Liam Trethowan discusses his recent article: Plant species biogeographic origin shapes their current and future distribution on the world’s highest island mountain. Find out more about how they used herbarium specimens to investigate species presence under current and future temperatures.
Tropical mountains are host to some of the highest densities of plant species on earth, making them hugely challenging to monitor in real time. It is therefore handy to have proxies that help us understand how and why species respond to increasing temperatures.
Mount Jaya is one of the few places on earth that you can find an elevation linked habitat gradient from coastal tropical forests (photo 1) via alpine shrublands (photo 2) to montane glaciers.

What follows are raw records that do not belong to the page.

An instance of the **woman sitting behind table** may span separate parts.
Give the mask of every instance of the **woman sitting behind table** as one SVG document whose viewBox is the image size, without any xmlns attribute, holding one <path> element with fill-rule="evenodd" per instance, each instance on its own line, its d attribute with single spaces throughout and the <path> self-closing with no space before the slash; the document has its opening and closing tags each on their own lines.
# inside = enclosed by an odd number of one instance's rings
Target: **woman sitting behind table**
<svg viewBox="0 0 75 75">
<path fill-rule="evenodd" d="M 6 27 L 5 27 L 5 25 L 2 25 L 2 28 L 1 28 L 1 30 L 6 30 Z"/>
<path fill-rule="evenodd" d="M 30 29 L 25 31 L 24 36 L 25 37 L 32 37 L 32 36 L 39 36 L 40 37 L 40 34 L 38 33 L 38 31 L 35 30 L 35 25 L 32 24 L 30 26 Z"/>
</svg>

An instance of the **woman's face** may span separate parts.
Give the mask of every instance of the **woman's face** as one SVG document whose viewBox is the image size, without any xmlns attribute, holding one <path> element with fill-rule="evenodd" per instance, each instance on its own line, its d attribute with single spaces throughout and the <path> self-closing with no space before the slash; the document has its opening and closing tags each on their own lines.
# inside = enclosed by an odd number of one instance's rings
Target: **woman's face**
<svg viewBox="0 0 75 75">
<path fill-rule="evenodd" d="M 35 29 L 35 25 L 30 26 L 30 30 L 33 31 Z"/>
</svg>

On Mount Jaya, and the rest of Malesia (from Peninsular Malaysia to New Guinea) it is thought that lowland species more likely have western/Eurasian evolutionary history, whereas at higher elevations species originating from the east/Australia become more common. We wanted to see if this distinction helped us predict both occurrence of species on Mount Jaya and their response to a two-degree Celsius temperature increase.
Using a dataset of c. 7000 herbarium collections, we found more Sunda origin species at all elevations. This differed from previous studies based upon forest plots that found high elevations to have more than 50 % of species that originated from Sahul. This could be because of our inclusion of non-tree taxa such as that seen in photo 3.

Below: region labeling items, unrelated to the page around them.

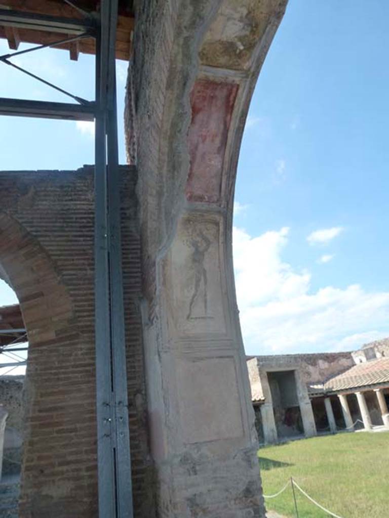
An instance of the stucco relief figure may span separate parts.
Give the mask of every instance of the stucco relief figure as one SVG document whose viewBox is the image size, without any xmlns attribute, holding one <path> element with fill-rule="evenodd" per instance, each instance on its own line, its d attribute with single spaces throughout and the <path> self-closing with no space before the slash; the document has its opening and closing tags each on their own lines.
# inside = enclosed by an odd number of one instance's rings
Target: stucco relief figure
<svg viewBox="0 0 389 518">
<path fill-rule="evenodd" d="M 192 249 L 190 256 L 191 269 L 193 273 L 193 292 L 189 301 L 187 319 L 206 319 L 208 315 L 208 279 L 204 266 L 205 254 L 211 246 L 211 240 L 202 230 L 199 230 L 188 240 L 188 244 Z M 201 308 L 200 314 L 193 315 L 193 310 Z M 203 314 L 202 313 L 203 310 Z"/>
</svg>

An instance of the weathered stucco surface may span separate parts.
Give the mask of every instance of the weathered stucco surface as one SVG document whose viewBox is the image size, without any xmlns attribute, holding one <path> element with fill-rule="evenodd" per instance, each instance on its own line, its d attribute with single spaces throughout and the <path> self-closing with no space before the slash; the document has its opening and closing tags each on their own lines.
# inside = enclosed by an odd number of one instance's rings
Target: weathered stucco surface
<svg viewBox="0 0 389 518">
<path fill-rule="evenodd" d="M 157 514 L 263 517 L 235 296 L 233 188 L 257 77 L 286 1 L 138 5 L 129 154 L 138 168 Z"/>
</svg>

The simple model we built predicted that species from Sahul are less likely to tolerate temperature increases. This is presumably a legacy of their ancestors being exposed to cooler climates and therefore are less tolerant of and more likely to be outcompeted in warmer conditions.
This study was only possible because of the diligent work by botanists to collect (photos 4 and 5) and identify herbarium specimens from Mount Jaya. The identifications greatly benefitted from in-person comparisons being made in well-functioning, expert designed herbaria. Natural history collections are key tools to study the changing planet but only if the infrastructure surrounding them amplifies, not limits, their potential.